One of the things used as a recruitment tool my upline is to get a prospect to think of dreams. Dreams could be extravagant like owning a yacht or it could be simple like taking a cruise ship to Alaska. The recruit is told to dream big and to envision things they would like to enjoy. Perhaps it is not having a job, or perhaps it is being a stay-at-home mom. These are all great dreams and goals. Dreams and goals are good things to have. The speaker will then tell the audience that these are all possible thru the Amway opportunity. They won't say it is highly unlikely. They only give you the pie in the sky best case scenario.
Now some people may have achieved great success thru Amway. But these people are so few and far between that you could argue that the lottery has the same kind of success or maybe the lottery has more winners than Amway diamonds. Granted the lottery is a game of chance, and Amway is not, but the "likely" results can be comparable. In Amway and the lottery, you have the vast majority accomplishing nothing and losing money. You have some "best case scenarios" where a few are successful. You then focus on and display the success testimonies as evidence that "anyone can succeed", just as anyone with a ticket can win the lottery. The fact that a game of random chance produces similar results as Amway should be a red flag.Some uplines will often tell their faithful downline that someone who speaks negatively about Amway is a "dream stealer". Of course this is ludicrous. Your dream is in your heart and mind. Nobody can steal that. Secondly, whose dream is being compromised. It is the upline diamond who has all the goodies and the large checks right? The downline are basically ones paying for their upline's dreams. It is fairly well known that the majority of Amway products aren't sold to people who are not IBOs. It is also well known that 99% of tools and business support materials are sold to IBOs. So guess where your upline diamond's success comes from? That's right. An IBO's product volume and an IBO's tool purchases provide the upline diamond with a nice income. Stop and think about it for a moment.
So yes, there are some people who achieve their dreams in Amway.
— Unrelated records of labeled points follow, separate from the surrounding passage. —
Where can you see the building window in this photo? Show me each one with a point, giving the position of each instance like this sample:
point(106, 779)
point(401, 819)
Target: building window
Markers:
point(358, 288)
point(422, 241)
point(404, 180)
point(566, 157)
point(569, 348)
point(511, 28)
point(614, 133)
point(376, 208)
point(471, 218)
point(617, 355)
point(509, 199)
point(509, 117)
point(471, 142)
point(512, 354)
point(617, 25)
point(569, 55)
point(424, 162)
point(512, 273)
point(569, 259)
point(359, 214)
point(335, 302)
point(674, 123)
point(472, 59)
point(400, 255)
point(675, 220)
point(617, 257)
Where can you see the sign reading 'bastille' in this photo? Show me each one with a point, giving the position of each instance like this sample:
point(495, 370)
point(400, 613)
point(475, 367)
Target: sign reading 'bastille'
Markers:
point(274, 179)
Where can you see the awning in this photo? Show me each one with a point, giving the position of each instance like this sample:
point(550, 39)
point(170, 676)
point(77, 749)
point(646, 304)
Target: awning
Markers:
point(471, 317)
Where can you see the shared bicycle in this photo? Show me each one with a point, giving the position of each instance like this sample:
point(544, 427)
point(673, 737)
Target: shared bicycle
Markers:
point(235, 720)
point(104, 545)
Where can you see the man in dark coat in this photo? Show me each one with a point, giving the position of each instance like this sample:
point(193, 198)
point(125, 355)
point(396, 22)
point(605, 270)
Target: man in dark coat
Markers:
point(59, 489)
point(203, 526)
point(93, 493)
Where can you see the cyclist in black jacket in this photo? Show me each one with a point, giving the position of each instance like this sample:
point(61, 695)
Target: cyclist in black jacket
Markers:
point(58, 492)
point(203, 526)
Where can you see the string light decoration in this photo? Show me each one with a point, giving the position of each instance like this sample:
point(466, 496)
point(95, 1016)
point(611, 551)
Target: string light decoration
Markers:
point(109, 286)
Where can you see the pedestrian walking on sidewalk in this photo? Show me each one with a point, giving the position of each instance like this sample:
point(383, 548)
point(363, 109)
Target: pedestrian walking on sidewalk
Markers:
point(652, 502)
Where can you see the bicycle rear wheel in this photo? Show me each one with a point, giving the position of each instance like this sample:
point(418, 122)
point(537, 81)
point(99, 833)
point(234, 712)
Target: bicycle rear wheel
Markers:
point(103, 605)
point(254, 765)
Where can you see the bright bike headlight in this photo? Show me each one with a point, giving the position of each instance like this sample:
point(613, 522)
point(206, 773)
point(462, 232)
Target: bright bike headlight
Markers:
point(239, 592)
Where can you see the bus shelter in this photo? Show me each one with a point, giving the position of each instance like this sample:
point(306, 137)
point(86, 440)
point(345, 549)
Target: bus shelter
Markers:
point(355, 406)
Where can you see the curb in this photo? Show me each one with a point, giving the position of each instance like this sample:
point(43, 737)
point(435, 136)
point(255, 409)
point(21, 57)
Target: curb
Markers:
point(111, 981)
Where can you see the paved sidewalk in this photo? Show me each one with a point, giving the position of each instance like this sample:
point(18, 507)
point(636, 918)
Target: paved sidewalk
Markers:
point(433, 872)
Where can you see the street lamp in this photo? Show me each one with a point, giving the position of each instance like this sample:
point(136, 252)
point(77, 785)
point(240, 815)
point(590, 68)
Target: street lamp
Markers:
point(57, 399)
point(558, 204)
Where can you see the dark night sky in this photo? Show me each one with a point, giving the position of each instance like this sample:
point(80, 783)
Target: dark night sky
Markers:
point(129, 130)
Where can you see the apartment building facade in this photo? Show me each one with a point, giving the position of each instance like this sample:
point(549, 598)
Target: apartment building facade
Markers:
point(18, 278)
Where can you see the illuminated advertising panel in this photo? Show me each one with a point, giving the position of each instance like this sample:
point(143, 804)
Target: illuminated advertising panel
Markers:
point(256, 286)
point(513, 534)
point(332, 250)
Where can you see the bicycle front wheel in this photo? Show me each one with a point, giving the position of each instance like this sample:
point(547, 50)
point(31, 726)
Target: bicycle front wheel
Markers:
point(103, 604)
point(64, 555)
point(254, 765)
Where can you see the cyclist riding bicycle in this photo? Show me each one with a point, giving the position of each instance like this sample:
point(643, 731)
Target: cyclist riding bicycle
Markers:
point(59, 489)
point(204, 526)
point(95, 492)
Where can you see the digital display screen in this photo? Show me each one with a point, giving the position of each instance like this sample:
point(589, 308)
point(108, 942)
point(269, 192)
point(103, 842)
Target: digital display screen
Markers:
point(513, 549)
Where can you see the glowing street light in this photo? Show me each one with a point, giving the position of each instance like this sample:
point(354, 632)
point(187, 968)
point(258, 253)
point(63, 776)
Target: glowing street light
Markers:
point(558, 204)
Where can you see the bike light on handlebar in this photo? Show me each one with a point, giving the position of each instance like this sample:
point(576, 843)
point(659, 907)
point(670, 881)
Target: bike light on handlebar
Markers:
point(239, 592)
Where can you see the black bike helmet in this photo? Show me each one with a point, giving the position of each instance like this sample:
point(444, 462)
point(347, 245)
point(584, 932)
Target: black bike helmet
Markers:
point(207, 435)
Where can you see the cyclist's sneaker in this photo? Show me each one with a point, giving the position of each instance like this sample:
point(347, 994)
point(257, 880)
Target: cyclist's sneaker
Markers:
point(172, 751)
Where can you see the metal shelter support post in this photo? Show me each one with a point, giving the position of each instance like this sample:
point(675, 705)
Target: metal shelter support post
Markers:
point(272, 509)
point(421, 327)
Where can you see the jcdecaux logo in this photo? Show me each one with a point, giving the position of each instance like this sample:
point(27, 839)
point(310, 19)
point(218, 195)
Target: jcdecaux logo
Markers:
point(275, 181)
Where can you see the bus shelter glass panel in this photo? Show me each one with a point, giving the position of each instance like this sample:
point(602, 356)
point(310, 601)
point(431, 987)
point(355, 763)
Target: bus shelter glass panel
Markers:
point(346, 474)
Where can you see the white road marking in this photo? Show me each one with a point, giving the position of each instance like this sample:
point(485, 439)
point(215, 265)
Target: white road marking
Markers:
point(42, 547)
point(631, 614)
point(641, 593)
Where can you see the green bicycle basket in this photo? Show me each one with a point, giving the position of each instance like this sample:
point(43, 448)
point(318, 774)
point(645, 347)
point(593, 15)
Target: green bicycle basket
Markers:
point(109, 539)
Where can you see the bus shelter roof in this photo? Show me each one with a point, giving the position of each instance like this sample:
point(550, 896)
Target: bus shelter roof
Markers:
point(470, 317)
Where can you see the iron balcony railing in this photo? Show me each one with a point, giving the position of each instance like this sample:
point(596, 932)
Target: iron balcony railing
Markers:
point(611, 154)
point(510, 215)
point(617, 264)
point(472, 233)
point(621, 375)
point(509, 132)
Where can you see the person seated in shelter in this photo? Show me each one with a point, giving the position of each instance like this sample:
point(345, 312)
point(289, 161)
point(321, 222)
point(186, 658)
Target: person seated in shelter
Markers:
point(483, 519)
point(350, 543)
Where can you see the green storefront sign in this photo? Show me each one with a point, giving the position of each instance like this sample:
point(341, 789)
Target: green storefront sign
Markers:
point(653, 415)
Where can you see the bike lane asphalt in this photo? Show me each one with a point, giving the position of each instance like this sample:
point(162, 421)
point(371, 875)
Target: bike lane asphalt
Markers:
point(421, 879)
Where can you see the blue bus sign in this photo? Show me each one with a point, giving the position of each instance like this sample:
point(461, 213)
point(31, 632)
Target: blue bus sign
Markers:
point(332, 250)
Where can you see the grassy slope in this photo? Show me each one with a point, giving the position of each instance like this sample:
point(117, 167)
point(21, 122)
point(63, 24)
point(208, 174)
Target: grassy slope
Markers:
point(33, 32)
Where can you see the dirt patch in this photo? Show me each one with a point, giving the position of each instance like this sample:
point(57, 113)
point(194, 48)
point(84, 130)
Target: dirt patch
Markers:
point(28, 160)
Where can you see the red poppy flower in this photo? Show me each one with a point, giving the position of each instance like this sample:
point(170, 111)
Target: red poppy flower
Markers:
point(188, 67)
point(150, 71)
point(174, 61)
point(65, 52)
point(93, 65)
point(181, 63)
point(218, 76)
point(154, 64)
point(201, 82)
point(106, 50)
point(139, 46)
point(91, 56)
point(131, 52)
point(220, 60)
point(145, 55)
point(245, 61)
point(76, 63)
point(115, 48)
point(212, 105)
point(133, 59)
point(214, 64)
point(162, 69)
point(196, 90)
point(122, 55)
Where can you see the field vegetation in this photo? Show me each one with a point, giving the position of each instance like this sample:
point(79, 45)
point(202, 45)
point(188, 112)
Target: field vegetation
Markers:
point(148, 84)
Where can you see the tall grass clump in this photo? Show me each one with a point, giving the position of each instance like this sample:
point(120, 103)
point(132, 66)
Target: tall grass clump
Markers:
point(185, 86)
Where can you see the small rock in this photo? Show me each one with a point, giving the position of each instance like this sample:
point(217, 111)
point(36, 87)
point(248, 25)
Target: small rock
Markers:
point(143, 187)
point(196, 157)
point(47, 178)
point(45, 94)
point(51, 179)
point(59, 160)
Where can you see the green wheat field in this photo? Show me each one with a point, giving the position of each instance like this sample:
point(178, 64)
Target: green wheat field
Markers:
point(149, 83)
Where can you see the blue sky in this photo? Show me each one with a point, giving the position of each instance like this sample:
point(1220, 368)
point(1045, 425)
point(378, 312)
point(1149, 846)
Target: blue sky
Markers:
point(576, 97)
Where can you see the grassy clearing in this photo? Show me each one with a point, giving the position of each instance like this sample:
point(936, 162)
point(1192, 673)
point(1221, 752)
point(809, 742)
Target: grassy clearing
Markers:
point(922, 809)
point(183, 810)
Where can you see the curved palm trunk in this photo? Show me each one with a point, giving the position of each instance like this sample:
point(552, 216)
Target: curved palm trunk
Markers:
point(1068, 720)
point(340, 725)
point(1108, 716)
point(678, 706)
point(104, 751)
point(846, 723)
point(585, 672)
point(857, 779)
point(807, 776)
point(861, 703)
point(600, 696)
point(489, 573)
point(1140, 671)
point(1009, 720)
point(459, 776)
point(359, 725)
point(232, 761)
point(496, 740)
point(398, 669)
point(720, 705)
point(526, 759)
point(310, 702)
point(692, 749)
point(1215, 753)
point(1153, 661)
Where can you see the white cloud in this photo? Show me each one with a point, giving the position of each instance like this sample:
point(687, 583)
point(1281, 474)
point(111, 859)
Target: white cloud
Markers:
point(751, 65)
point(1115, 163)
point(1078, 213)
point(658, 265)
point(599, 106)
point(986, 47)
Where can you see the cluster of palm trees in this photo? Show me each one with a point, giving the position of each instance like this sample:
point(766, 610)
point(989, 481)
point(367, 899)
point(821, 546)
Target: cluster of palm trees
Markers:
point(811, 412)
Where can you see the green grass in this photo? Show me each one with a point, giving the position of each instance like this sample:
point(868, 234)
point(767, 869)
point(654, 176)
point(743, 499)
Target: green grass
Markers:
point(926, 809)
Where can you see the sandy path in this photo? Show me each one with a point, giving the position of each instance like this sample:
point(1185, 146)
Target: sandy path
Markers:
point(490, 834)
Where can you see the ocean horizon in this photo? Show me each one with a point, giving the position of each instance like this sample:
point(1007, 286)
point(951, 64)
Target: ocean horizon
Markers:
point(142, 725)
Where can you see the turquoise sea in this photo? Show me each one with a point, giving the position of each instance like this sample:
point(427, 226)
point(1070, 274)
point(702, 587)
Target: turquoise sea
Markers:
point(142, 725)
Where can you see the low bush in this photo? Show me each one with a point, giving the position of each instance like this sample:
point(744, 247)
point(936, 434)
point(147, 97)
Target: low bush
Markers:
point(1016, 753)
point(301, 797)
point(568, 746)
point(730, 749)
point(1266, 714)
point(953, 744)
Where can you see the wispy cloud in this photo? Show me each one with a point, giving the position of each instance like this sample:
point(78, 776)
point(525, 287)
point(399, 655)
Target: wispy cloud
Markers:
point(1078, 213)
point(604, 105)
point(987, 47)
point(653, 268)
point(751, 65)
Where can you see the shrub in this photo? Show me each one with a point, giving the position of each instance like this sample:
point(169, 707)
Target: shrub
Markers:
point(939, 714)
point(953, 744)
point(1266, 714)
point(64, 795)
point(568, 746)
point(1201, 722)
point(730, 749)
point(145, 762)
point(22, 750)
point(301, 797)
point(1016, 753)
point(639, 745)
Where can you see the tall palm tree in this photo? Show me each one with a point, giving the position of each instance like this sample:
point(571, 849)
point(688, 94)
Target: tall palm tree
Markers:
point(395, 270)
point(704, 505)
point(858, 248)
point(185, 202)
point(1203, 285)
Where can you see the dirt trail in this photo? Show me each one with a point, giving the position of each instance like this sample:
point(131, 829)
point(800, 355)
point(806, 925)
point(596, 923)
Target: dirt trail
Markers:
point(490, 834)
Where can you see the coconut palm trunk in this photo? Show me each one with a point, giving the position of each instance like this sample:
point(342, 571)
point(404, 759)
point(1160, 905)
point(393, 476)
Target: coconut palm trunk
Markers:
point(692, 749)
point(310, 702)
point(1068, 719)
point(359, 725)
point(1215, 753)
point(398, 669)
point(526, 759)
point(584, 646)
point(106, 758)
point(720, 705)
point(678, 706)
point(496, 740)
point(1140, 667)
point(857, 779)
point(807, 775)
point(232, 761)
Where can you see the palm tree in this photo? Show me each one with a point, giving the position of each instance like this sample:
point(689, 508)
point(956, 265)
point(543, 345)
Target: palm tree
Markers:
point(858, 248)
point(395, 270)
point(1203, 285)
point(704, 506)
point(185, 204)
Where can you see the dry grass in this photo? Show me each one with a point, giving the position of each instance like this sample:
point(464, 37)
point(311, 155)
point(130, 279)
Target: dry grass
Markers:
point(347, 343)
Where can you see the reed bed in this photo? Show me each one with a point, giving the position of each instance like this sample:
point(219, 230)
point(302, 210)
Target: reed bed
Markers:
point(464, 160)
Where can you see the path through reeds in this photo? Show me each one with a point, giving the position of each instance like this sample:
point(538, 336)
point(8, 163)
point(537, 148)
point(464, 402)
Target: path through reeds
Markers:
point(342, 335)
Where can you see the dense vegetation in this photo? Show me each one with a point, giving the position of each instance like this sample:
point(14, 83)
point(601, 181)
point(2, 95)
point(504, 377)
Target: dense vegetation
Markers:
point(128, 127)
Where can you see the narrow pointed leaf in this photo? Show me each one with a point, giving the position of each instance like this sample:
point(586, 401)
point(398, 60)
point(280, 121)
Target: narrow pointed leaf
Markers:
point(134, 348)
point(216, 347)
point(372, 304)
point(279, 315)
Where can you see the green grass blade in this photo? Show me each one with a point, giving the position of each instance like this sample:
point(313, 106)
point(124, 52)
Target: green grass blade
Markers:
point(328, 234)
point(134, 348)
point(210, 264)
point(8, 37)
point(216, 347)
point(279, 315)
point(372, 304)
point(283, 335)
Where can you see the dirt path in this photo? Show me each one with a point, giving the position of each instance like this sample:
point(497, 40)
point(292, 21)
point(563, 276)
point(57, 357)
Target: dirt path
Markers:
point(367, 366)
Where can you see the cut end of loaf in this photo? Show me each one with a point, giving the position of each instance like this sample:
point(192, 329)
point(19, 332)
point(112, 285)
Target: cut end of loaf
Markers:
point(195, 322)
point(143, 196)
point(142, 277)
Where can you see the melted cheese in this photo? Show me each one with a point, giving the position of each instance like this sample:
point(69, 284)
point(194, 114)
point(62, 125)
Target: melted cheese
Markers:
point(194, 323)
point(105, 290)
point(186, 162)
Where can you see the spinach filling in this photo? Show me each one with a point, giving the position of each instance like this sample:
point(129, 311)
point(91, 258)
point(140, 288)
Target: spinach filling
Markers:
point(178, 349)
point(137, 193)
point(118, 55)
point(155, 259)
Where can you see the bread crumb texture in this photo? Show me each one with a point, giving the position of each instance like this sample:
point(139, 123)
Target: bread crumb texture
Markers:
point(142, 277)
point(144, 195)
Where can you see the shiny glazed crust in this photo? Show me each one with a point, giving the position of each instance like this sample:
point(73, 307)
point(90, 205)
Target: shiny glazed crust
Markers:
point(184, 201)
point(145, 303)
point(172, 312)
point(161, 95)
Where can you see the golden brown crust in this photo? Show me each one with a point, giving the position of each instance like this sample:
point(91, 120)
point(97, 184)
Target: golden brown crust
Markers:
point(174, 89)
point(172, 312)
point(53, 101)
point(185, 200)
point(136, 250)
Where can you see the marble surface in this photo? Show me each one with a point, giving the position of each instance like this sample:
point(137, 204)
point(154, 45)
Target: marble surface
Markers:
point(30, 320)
There are also people who achieve their dreams playing the lottery. There are millions of people who tried to build an Amway business and did not achieve. There are millions of people to play the lottery and do not win. Some dreams get built, but chances are they won't be yours. There is a good chance that your upline diamond's dreams will come true if you "never quit" and you stay on the system.
The question is whether you are seeking to build your dreams or someone else's?
2 comments:
The question even to those who rate their chances to achieve their dreams in Amway, is whether doing so at the expense of others is in line with your values and self respect. That is something to consider even if you think you have what it takes to be one of the few.
Most people, almost everyone who joins, join Amway for the explicit expectation, that they would be able to sign up a few under them, and in doing so build their business. The people they plan to sign up, would join pretty much for the same reason. This is the problem: Any organisation where members are effectively recruiters who recruit people who want to be recruiters of recruiters does mean, as a matter of mathematical fact, that those who are successful need many people who fail, most who won't be able to recruit anybody, let alone the group size required to have a meaningful business. That is because in maths, a structure of branching nodes will always have more end points (members without any downline) than nodes (members with downline). In most cases vastly more so. That is not even talking of members with only two or three downline, who will hardly be successful.
They say 99% of people in Amway fail, but that is not the worst. The worst is that 100% of successes are build an having a majority of failures in the downline. They say they'd get rich by "helping others". But the maths say that most of those who will be told they are being "helped", will, by necessity as per design required to support your success, join and spend their time and money in vain. If that is not the definition of being the bringer of unachievable dreams, I don't know what is.
Not even a used car salesman has the prospect that the majority of people he will deal with, will ultimately regret doing business with him.
Kwaaikat is correct. A business that is based on an endless network of recruitment (rather than on the profitable sale of products) is bound to mean failure for the vast majority of its membership. This is why the entire MLM idea is evil and self-defeating, except for the lucky few at the top.
But unfortunately certain MLMs that have been around for decades have managed to amass great wealth, and have used that wealth to create political power bases for themselves.